I found that I became true coffee lover when I took a whiff of a bean called foglifter.   No. It wasn't delicious.   In fact it smelled just like it sounded.   It smelled like a dank northern fog at 8:30 in the morning.  It would not find itself in my cup of coffee.  In fact that day I proceeded to smell up close and personal each coffee bean that was availible there.  To my surprise out of eight I only liked two.   Vanilla and A Hazelnut blend.   I've never been a picky person, up until now.   My guess is that it happens when you find the one flavorful good thing that just changes your world.   I don't know what it was for me.  I know it was just things that I would not eat. Those things that did not smell quite good.   
It has everything to do with your senses.   Not too long ago I read a book called "The Shack"   It was very good.  A friend in Bible college recommended it.  He said it made him look closer at the things in christianity that we take for granted.  The biggest thing I got out of it was creation.   By creation I mean full force creation starting at your senses.   

I am a preschool teacher at our church.   Just recently we finished a section on God created me. My favorite lesson was the one about senses.   We played with it all, touch, sight, sound, smell, and taste.   We felt ridges on rocks and the smooth underside of a leaf we used sound to recognize the voices of our friends and smell to sniff candles and scents.   And taste....well, taste was snack time and I can't be sure if the children actually tasted their food as it skipped their tongue to plop into their hungry bellies. 

Taste is my favorite sense. Taste is the pinnacle of all the other senses because it involves the other senses.   You smell it and touch it( Especially if it's spaghetti!) You see it  and if your momma cooked it, you hear it crackling and spiffing on the stove.   Then finally, lastly, comes the taste.  It's a culmination of all the other senses.   Try eating food when your nose is stuffed. Everything is bland and lacks color so to speak.   There was one week that I became very sick in college.  My mother came up to see me.  She also brought a whole chicken and broth and vegetables to make chicken soup.   My nose was stuffed and I had that sickly feeling in the back of my throat.  So eating the chicken soup was not the best experience.  I was grateful for Mother's love and kindness but I just could not bring myself to eat it. It stayed in my fridge for the next month until I finally tossed with the garbage.  I won't eat chicken soup now, all because I was sick when I ate it and all I can remember is that sickly feeling in the back of my throat.   Mother's cooking is great, there's flavor and balance and it's just wonderful, even her chickens soup.  But I can't eat it.

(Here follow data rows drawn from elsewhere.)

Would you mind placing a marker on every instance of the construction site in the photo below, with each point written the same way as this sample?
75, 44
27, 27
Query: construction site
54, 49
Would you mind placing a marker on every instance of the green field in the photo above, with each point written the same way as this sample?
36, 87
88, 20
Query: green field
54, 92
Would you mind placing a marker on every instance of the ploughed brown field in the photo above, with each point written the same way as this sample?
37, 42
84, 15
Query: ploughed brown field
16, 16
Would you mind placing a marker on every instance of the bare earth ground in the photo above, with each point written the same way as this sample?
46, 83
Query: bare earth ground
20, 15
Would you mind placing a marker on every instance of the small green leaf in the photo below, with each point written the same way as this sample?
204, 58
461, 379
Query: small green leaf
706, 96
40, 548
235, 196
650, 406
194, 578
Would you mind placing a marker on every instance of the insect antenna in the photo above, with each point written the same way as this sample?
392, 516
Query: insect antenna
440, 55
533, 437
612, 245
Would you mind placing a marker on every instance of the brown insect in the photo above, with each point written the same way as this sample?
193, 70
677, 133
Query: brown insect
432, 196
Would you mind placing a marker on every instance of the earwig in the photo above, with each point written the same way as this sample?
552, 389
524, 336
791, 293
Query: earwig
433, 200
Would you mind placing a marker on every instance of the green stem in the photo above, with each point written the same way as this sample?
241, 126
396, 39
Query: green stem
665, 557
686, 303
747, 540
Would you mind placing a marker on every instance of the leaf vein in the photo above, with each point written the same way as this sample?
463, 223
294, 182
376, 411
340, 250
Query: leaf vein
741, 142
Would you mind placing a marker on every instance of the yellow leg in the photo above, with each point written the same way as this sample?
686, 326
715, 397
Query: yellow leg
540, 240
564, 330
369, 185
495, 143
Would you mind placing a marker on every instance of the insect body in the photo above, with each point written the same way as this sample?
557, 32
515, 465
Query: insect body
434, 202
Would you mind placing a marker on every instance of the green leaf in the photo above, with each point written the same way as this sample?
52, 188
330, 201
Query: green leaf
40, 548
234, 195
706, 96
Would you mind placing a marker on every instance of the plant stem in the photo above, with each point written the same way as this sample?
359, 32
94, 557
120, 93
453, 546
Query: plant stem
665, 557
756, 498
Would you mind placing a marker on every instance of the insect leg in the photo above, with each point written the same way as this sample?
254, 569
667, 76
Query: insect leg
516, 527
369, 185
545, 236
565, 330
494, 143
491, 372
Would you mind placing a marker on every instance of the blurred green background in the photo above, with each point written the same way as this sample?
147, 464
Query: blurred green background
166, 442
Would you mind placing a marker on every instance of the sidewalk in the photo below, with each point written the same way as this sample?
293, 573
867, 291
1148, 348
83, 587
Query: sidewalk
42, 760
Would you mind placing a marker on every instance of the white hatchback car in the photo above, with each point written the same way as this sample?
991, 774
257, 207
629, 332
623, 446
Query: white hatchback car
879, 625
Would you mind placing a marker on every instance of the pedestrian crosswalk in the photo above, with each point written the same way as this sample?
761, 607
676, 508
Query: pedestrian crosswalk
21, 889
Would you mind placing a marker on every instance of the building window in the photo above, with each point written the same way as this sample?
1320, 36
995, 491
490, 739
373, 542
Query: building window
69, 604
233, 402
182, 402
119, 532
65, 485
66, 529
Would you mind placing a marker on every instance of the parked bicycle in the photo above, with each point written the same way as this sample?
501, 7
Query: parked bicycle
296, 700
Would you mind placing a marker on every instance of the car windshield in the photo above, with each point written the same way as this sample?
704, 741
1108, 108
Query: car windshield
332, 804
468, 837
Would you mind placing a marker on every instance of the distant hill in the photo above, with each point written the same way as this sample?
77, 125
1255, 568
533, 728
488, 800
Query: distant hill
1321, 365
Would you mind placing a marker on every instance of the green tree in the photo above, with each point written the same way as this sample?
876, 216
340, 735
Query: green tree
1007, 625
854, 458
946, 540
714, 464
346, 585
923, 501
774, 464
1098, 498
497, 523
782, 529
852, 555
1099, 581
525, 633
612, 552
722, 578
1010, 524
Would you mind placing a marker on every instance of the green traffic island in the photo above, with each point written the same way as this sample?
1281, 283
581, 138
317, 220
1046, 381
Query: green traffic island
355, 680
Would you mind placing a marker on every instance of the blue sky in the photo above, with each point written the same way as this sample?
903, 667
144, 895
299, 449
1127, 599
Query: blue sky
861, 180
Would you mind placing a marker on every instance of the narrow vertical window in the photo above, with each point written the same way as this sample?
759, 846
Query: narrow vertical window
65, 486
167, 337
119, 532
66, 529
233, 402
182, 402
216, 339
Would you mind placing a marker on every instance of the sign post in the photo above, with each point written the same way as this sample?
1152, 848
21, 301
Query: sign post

 In the shack, the author portrayed the Holy Spirit as a seemingly sporadic happy being that loved to grow her garden in fractals.  A fractal is a complex design that makes no sense at all but stepping back it makes perfect sense.  Chris told me that I am, act like and would love fractals.  I agreed with him. The book led me to think that God's creation is a fractal...I mean do yo know how messy the rainforest looks when you're on the ground? All those vines random spots for trees, even our forest here.   Oh, and the ultimate example ... us.   Women seem to be notorious for being a fractal.  Men are just as fractal as we women are.   And it's beautiful.   Senses are fractal on a small scale.   

 I went to a candle party last weekend. The hostess had a basket of candles on the middle of the floor.  My friends and I smelled each scent at least five times.  It was crazy fun. But all those smells together were overwhelming.  When we left I felt that my nose was intoxicated from so many smells, like it was hyped on caffeine. Each smell was unique and lovely.  Some were down right awkward, but I still loved to smell them.    

God gave us senses to enjoy his world.   Like enjoying a cup of coffee takes at the very least a good 45 minutes ( 30 in the winter) Enjoying God's creation takes one moment of every chance you get. Slow and steady, don't rush by it, don't ignore it, or don't bypass it with an unseeing eye.  Stop and look.  It makes me smile, just like a big hug from the Father himself. There's a reason why God gave us senses.